Mari

Posted on May 17

I Ran Google's Gemma 4 on a 10-Year-Old Laptop With No GPU. Here Is What I Found.

#devchallenge #gemmachallenge #gemma

Gemma 4 Challenge: Write about Gemma 4 Submission

This is a submission for the Gemma 4 Challenge: Write About Gemma 4

I knew local LLMs existed, but I never knew they were capable of doing high computational work. A few days ago, I installed Google's Gemma 4 E2B on a 10-year-old HP EliteBook, Intel i7 from 2016, 16 GB of RAM, no GPU, just integrated graphics.
I honestly didn't know what to expect.
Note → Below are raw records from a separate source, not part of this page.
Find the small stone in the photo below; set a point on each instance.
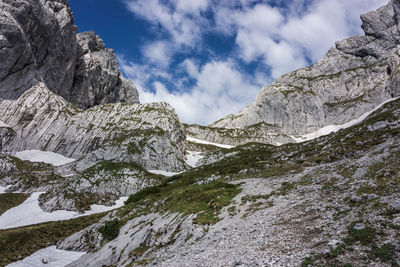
(355, 199)
(325, 251)
(395, 205)
(359, 226)
(371, 196)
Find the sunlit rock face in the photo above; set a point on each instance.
(356, 75)
(39, 43)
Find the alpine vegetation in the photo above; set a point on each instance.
(306, 175)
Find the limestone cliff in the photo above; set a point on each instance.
(355, 76)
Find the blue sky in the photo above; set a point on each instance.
(210, 58)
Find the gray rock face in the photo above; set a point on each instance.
(97, 77)
(38, 43)
(353, 78)
(6, 136)
(148, 134)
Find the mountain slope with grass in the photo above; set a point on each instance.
(354, 77)
(333, 200)
(307, 175)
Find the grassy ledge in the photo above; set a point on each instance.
(18, 243)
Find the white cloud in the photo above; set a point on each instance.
(159, 53)
(180, 18)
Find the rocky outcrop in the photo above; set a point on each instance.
(97, 78)
(298, 203)
(149, 134)
(38, 43)
(355, 76)
(6, 136)
(259, 133)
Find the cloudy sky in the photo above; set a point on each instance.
(210, 58)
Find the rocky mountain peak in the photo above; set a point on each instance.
(89, 42)
(39, 43)
(354, 77)
(384, 22)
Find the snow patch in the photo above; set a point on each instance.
(29, 212)
(334, 128)
(4, 125)
(193, 158)
(199, 141)
(53, 256)
(165, 173)
(43, 156)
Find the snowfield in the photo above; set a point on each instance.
(3, 189)
(29, 212)
(44, 156)
(334, 128)
(193, 158)
(53, 256)
(199, 141)
(2, 124)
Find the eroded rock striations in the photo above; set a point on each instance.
(355, 76)
(148, 134)
(39, 43)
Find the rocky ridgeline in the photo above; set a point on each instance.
(355, 76)
(63, 92)
(330, 201)
(39, 43)
(148, 134)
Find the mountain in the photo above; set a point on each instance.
(330, 201)
(307, 175)
(356, 75)
(40, 44)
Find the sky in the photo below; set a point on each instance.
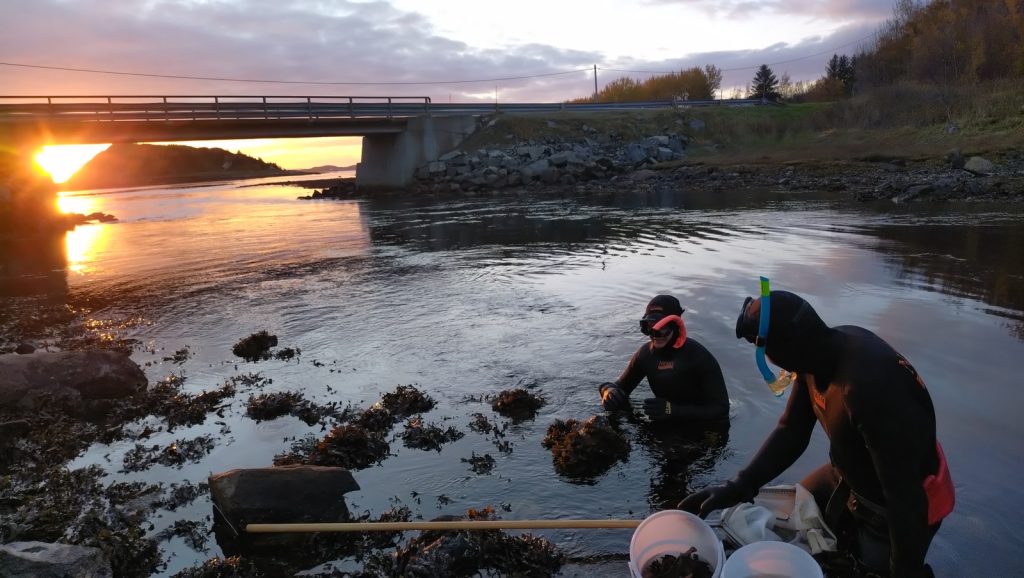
(446, 49)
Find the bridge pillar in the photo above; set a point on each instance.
(389, 161)
(28, 197)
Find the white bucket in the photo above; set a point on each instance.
(771, 560)
(674, 532)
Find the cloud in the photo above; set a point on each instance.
(827, 9)
(336, 41)
(802, 60)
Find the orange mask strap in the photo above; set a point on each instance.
(679, 322)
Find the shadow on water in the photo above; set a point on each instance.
(34, 290)
(34, 266)
(980, 262)
(683, 453)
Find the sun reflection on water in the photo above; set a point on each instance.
(82, 245)
(76, 204)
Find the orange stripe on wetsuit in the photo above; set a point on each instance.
(679, 323)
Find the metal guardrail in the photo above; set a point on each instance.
(181, 108)
(196, 108)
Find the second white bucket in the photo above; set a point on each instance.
(674, 532)
(770, 560)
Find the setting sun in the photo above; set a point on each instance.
(60, 161)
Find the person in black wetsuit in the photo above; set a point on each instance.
(683, 375)
(887, 487)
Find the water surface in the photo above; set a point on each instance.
(467, 296)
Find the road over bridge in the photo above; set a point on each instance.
(399, 132)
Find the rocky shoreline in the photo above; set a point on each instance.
(662, 162)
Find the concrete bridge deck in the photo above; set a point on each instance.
(399, 132)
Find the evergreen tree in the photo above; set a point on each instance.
(765, 85)
(841, 70)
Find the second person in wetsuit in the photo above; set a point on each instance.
(684, 377)
(886, 488)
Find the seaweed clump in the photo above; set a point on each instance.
(427, 436)
(471, 552)
(346, 446)
(233, 567)
(256, 346)
(686, 565)
(361, 443)
(480, 464)
(584, 450)
(271, 406)
(517, 405)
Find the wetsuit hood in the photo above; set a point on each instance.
(797, 338)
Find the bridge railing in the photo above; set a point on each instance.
(186, 108)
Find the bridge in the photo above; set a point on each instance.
(398, 133)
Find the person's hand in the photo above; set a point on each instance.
(612, 398)
(657, 408)
(710, 499)
(924, 572)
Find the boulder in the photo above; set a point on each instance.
(78, 375)
(41, 560)
(979, 166)
(282, 495)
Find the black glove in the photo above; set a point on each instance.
(710, 499)
(657, 408)
(924, 572)
(612, 398)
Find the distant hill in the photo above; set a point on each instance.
(137, 165)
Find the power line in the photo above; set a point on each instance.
(266, 81)
(832, 50)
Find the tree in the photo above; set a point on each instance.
(785, 86)
(842, 70)
(765, 84)
(714, 76)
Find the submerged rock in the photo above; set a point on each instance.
(518, 405)
(73, 375)
(279, 495)
(41, 560)
(585, 450)
(256, 346)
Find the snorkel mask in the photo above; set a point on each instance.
(778, 383)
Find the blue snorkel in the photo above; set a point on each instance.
(779, 383)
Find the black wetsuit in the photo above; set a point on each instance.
(689, 377)
(878, 416)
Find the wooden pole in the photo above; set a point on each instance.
(453, 525)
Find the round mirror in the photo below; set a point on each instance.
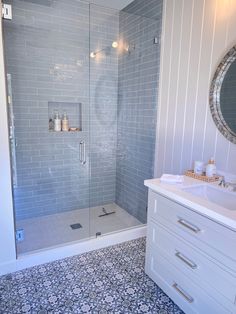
(223, 96)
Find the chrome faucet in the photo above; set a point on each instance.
(222, 182)
(225, 184)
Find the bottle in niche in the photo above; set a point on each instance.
(57, 122)
(65, 122)
(211, 168)
(51, 124)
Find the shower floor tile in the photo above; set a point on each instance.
(52, 230)
(98, 282)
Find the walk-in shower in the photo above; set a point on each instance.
(82, 100)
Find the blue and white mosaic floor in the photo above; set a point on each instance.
(110, 280)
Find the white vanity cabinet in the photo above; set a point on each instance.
(191, 257)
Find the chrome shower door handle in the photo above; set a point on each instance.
(82, 153)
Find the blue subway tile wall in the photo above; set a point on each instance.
(47, 50)
(140, 23)
(47, 47)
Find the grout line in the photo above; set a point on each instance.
(159, 104)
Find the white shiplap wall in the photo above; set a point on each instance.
(196, 35)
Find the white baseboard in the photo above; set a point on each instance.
(56, 253)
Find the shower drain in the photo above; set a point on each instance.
(76, 226)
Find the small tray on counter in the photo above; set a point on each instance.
(190, 173)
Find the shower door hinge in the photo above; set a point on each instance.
(7, 11)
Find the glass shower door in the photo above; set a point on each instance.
(47, 61)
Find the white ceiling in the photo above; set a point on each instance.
(115, 4)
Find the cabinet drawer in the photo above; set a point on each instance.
(183, 291)
(194, 264)
(194, 228)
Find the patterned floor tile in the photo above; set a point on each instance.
(110, 280)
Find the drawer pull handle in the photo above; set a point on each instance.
(186, 296)
(186, 260)
(189, 225)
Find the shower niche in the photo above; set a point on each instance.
(64, 116)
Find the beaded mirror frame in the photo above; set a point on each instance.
(215, 90)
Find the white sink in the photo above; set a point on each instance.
(215, 195)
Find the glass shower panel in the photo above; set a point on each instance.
(124, 67)
(104, 36)
(47, 61)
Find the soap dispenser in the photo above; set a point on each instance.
(211, 168)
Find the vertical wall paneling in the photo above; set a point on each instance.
(166, 50)
(208, 32)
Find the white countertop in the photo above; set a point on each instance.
(202, 206)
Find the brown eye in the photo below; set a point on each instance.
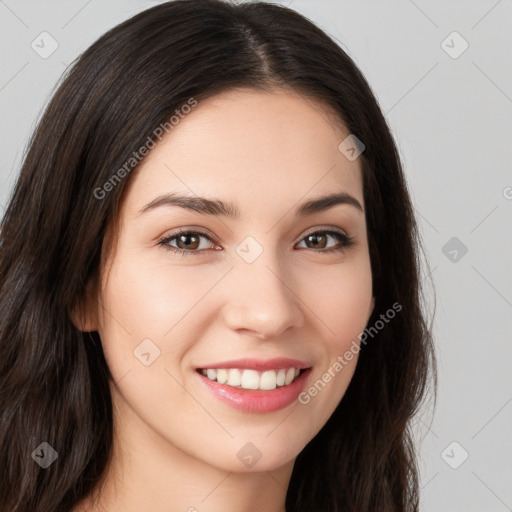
(320, 239)
(186, 242)
(317, 241)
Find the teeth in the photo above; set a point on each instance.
(251, 379)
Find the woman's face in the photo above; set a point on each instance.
(252, 295)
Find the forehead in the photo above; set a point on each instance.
(255, 148)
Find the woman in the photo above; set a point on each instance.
(210, 294)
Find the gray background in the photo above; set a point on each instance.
(452, 120)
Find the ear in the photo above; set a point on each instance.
(372, 307)
(84, 314)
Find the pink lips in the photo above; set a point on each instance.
(261, 365)
(258, 401)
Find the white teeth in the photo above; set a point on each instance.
(290, 375)
(235, 377)
(268, 380)
(222, 375)
(251, 379)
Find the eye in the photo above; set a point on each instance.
(189, 242)
(318, 239)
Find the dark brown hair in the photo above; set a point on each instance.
(54, 381)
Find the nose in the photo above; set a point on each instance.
(262, 299)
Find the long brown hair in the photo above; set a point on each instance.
(54, 381)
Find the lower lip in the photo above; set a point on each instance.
(257, 401)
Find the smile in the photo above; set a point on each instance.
(252, 379)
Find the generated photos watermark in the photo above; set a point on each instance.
(137, 156)
(343, 360)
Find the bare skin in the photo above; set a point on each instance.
(176, 444)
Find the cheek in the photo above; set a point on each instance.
(341, 301)
(149, 302)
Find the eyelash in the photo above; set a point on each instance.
(346, 240)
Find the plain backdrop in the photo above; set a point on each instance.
(441, 71)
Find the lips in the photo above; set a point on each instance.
(260, 364)
(256, 386)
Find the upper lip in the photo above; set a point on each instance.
(260, 364)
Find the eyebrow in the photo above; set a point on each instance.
(220, 208)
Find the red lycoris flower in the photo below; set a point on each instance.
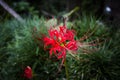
(28, 72)
(59, 41)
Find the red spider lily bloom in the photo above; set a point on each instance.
(28, 72)
(59, 41)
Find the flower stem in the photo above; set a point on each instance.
(66, 70)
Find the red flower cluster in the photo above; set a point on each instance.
(28, 72)
(59, 41)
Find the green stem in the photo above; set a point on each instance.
(66, 70)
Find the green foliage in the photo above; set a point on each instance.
(25, 50)
(25, 8)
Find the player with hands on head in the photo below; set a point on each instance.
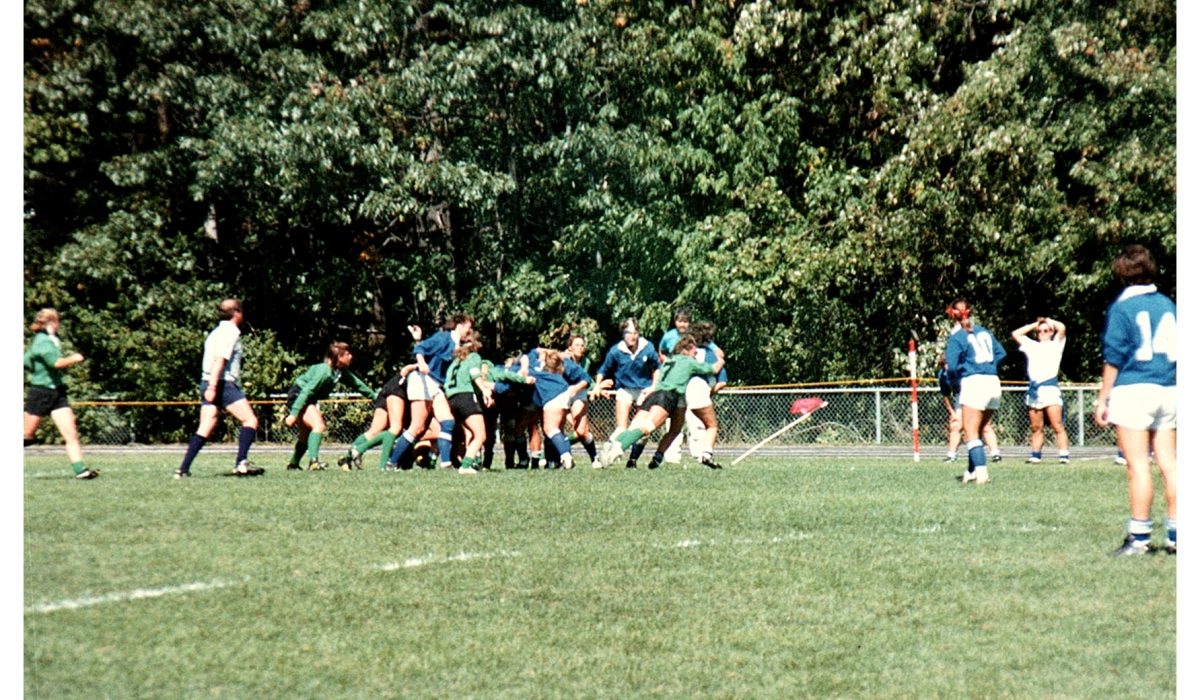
(1043, 398)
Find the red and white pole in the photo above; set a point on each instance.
(912, 380)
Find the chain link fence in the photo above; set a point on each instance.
(853, 416)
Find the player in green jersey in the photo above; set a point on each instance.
(47, 393)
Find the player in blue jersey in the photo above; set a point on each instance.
(425, 395)
(558, 380)
(972, 357)
(1043, 398)
(1138, 392)
(630, 364)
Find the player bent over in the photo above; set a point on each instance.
(666, 401)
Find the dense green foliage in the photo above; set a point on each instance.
(819, 178)
(775, 579)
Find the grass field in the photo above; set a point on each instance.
(781, 578)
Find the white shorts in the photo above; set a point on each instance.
(561, 402)
(1047, 396)
(1143, 407)
(421, 388)
(629, 396)
(981, 392)
(699, 393)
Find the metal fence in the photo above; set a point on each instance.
(853, 416)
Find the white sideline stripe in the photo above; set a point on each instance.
(413, 562)
(125, 596)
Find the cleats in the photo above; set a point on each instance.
(1132, 546)
(610, 453)
(245, 468)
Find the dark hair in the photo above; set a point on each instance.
(227, 309)
(703, 331)
(336, 350)
(552, 362)
(1135, 265)
(43, 318)
(471, 343)
(685, 343)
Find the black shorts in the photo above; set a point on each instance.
(395, 387)
(463, 406)
(669, 400)
(41, 401)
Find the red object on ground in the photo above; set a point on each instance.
(805, 406)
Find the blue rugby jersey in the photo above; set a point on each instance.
(972, 353)
(1139, 336)
(630, 370)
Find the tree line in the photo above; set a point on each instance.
(819, 178)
I was totally blown away. I thought it was going to be very slow, but it wasn't. I also thought it was going to give me generic responses, but I was completely wrong.
This is what I found.

The Setup

Google's Gemma 4 was released in April 2026. For those that aren't aware of it, Gemma 4 is a family of open-weight models (open-weight simply means anyone can download the model and run it themselves, no internet needed once it's installed). It has four models: the E2B and E4B (designed mainly for phones and laptops with low computational power), and the 26B and 31B (for high-end systems and GPUs). I used E2B because that's what my system could handle, a 7.2 GB model file.
This runs on Ollama, a tool for running AI models on a computer.
My setup: Ubuntu 24.04, Ollama 0.23.3, Gemma 4 E2B.

The Install

Before I show you what Gemma 4 can do, I should be honest about what it took to get it running. It was not quick.
I started with the standard Ollama install command. The download got to 98.9% and then died with a protocol error. My connection is not the most stable,and the install script could not handle the dropouts. I saw a lot of "Could not resolve host: github.com" messages along the way.
The fix was to download the install script separately first, with retries built in:

curl -L --retry 5 --retry-delay 3 -o install.sh https://ollama.com/install.sh
sh install.sh

The --retry flag tells curl to keep trying when the connection drops. That part worked. Ollama was installed eventually, after about two hours of patience.
Then I pulled the model:

ollama pull gemma4:e2b

That was another two hours for 7.2 GB. Total time from clicking the first command to my first real conversation with Gemma: about four hours.
Here is the part that makes the four hours worth it. After this, no internet is ever needed again. The model lives on my disk. No API key, no subscription, no monthly bill. Pay the install cost once, use it forever.

The First Conversations

I started with a simple question: how does Gemma verify information?
The answer surprised me. Gemma did not pretend to be a search engine or a fact-checker. It admitted plainly that it does not verify anything. It explained that it is a pattern-matching engine that predicts likely sequences of words based on its training data, and it used the word "hallucination" to describe its main limitation.
In its own words:

I am an extremely sophisticated pattern-matching engine. I generate information based on the knowledge I absorbed during training, not by verifying facts against an external database. Therefore, it is crucial to treat my output as a starting point or a resource, and always verify critical information using reliable, external sources.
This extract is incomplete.